Audiences are more interested in what happens next than what happened before. This is one of the most important sentences in story craft — and one of the most consistently ignored.
Think of how bored you are when someone begins a story with a long-winded explanation or an elaborate setup. You want them to get to the good part. Readers and audiences feel the same way.
The past should be revealed like an onion — layer by layer, only as it becomes urgently relevant to the present situation. Each layer should bring us closer to the character’s essential inner core. And the reveal should always be earned by conflict.
One of the best examples in cinema is the “Rollo Tomasi” scene in L.A. Confidential.

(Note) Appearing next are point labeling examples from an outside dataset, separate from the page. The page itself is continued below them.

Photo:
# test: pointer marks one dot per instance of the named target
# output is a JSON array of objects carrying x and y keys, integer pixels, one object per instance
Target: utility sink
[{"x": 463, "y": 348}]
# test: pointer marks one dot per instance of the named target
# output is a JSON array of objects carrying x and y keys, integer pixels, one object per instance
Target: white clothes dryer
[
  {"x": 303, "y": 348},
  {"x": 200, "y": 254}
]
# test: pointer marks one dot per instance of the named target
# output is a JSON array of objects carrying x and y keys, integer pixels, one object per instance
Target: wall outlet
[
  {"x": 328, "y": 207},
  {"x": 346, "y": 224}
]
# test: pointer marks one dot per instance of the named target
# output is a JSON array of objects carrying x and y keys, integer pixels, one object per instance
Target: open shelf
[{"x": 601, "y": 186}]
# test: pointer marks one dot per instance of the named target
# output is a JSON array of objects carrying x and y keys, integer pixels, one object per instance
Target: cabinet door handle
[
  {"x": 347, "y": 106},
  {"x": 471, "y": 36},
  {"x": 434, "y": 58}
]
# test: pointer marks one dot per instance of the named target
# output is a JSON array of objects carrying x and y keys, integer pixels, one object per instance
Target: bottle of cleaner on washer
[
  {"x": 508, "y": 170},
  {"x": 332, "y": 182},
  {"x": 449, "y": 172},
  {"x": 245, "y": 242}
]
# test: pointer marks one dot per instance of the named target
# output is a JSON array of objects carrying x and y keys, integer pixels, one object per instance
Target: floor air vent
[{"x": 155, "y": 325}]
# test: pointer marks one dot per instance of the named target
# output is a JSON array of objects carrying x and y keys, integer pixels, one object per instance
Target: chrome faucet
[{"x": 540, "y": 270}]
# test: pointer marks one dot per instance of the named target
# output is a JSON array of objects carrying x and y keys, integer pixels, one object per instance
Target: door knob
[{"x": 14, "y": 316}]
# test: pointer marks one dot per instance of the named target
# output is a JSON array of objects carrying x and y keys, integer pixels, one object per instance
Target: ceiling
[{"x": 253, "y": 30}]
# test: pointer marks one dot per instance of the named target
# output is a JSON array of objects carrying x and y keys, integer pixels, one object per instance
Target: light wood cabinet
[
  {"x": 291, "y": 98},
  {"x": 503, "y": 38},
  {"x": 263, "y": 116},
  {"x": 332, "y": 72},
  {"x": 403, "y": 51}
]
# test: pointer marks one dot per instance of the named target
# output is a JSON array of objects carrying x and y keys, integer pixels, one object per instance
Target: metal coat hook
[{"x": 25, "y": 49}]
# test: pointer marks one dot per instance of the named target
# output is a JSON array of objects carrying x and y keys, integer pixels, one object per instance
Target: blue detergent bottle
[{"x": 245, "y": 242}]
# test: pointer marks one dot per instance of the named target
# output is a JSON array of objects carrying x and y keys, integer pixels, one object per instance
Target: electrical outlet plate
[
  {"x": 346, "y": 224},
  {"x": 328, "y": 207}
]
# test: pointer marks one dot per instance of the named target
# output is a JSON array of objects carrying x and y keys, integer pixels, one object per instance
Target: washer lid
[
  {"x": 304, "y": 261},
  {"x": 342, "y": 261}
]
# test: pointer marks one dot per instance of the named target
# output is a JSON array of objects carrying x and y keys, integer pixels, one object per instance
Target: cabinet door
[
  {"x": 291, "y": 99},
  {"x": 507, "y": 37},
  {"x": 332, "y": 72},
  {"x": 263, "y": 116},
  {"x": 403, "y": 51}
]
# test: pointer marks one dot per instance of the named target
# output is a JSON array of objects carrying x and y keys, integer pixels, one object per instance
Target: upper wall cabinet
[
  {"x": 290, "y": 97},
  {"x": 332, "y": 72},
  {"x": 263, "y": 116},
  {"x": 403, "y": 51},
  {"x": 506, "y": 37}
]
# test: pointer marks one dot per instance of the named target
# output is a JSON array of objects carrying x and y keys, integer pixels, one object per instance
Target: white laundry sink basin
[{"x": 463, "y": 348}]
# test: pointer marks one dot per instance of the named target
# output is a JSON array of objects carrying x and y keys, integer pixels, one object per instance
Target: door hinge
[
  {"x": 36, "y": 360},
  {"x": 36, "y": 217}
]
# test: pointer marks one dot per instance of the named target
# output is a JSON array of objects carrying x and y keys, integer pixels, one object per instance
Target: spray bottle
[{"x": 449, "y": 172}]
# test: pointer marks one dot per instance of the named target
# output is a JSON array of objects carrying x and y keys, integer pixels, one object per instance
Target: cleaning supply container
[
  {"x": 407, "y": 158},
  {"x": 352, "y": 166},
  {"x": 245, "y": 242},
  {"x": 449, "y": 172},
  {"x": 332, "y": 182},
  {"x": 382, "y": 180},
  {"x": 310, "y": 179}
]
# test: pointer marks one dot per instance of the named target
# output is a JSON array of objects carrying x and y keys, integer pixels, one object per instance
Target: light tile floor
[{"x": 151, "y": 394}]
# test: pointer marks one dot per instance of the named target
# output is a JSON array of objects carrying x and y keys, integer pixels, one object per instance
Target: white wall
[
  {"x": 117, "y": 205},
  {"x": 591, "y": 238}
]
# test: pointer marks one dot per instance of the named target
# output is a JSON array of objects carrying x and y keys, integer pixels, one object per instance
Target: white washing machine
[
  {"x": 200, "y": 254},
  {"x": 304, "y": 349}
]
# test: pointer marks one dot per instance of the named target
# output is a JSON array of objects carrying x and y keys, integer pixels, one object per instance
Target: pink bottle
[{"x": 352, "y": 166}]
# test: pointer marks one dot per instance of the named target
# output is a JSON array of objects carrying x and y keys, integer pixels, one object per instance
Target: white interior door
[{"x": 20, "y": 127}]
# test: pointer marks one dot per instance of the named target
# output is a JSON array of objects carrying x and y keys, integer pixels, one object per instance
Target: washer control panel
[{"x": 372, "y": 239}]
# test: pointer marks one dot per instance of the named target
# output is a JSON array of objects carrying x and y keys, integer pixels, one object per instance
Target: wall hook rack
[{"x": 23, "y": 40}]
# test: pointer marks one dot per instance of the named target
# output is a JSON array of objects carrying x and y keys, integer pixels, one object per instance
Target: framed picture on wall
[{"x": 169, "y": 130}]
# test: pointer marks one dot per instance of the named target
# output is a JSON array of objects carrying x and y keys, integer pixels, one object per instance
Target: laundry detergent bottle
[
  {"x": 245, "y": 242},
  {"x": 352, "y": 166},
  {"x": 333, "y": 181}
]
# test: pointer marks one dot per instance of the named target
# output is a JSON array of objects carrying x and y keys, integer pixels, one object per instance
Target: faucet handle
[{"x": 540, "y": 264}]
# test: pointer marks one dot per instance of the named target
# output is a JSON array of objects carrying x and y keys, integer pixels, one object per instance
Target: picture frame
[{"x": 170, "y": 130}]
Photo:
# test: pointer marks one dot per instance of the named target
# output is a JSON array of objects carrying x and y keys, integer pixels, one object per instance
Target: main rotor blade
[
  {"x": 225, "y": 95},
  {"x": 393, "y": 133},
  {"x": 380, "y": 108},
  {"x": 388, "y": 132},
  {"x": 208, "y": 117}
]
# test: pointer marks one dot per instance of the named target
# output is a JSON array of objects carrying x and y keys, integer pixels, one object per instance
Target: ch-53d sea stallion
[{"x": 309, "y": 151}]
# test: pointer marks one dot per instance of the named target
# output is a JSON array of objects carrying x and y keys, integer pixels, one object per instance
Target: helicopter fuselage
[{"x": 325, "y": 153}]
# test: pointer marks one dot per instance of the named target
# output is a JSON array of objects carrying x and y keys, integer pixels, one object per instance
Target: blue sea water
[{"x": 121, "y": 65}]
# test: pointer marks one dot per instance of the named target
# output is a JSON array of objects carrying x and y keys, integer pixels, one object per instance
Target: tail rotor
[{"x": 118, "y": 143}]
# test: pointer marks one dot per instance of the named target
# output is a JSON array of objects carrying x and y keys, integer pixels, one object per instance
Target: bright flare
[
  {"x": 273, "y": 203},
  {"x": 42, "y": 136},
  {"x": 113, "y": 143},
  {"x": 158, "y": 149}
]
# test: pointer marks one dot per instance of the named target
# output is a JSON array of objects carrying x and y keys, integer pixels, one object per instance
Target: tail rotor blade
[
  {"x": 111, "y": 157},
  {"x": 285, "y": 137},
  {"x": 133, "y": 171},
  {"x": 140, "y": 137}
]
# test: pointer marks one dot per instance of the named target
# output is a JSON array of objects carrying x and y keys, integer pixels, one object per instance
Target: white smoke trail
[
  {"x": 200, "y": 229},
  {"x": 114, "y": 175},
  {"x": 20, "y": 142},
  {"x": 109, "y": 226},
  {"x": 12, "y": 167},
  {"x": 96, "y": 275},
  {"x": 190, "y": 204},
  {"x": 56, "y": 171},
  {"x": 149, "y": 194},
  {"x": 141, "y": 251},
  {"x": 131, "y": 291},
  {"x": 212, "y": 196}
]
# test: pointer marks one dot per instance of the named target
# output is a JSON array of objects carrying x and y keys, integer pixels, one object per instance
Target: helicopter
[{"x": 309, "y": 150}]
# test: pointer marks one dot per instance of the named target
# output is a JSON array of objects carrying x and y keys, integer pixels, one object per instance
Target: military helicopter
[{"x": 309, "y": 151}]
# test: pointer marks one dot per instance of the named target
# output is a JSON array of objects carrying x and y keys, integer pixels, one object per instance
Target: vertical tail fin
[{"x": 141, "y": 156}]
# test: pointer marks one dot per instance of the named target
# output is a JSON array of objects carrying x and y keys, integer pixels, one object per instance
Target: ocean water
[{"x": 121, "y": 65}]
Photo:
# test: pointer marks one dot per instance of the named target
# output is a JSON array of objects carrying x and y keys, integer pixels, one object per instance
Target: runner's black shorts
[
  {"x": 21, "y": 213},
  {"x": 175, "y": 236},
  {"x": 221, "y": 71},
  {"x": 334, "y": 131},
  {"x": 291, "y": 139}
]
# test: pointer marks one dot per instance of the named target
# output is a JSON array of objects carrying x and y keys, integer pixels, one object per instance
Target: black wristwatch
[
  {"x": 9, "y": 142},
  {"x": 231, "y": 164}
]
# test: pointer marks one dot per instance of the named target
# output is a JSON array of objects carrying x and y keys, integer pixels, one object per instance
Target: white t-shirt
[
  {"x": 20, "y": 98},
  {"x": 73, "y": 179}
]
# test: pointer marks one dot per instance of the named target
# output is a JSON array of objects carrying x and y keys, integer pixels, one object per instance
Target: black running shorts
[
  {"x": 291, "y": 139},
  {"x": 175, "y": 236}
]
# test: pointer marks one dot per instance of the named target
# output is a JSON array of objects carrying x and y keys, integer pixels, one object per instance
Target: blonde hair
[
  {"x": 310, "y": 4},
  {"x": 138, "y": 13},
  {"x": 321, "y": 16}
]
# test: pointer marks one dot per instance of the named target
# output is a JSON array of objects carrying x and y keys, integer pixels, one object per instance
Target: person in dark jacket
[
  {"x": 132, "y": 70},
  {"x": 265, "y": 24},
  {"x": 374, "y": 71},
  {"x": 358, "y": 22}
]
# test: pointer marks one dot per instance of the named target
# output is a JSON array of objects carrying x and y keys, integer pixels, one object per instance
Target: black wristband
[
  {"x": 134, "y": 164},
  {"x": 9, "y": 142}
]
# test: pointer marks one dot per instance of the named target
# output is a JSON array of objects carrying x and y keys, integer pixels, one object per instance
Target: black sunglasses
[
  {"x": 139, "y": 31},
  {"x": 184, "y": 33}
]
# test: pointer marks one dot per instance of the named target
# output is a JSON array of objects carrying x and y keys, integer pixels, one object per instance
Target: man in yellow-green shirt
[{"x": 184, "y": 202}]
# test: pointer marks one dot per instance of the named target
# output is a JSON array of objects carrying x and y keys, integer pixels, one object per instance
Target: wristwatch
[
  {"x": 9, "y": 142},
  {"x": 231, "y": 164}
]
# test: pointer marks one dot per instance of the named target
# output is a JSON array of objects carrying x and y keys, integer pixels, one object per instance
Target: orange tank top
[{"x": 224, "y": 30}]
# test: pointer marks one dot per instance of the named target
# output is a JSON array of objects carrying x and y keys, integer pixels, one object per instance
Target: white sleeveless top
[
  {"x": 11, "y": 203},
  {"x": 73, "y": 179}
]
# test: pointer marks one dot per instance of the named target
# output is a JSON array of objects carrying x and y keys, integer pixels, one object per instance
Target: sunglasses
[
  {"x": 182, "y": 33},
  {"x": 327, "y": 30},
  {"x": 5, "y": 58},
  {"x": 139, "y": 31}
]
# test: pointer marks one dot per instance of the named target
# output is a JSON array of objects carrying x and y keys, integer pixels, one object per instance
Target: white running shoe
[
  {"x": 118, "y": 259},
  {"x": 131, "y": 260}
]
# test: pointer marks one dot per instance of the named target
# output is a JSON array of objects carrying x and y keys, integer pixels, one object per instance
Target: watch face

Ed Exley doesn’t sit down and explain his history to Jack Vincennes. He uses a piece of his past — the unsolved murder of his father — as a tool in a moment of urgent, present-tense conflict. He needs something from Vincennes that Vincennes doesn’t want to give. The backstory is the leverage.
The name “Rollo Tomasi” then reappears near the film’s climax — at the exact moment it will land with maximum force.
That is backstory working at the level of craft. Short. Specific. Revealed under pressure. Timed perfectly. And devastating when it returns.
Ask this about every piece of past information in your story:
Is this revealed in a moment of conflict — not explanation?
Is it the minimum the audience needs to understand what’s happening right now?
Can the reveal be delayed for greater impact?
Does it make the past feel urgent rather than historic?
If the answer to any of these is no, the backstory isn’t ready to be revealed yet.
The audience’s imagination is far richer than any flashback. Trust the actor’s face. Trust the present moment. Let the past do its work from the shadows.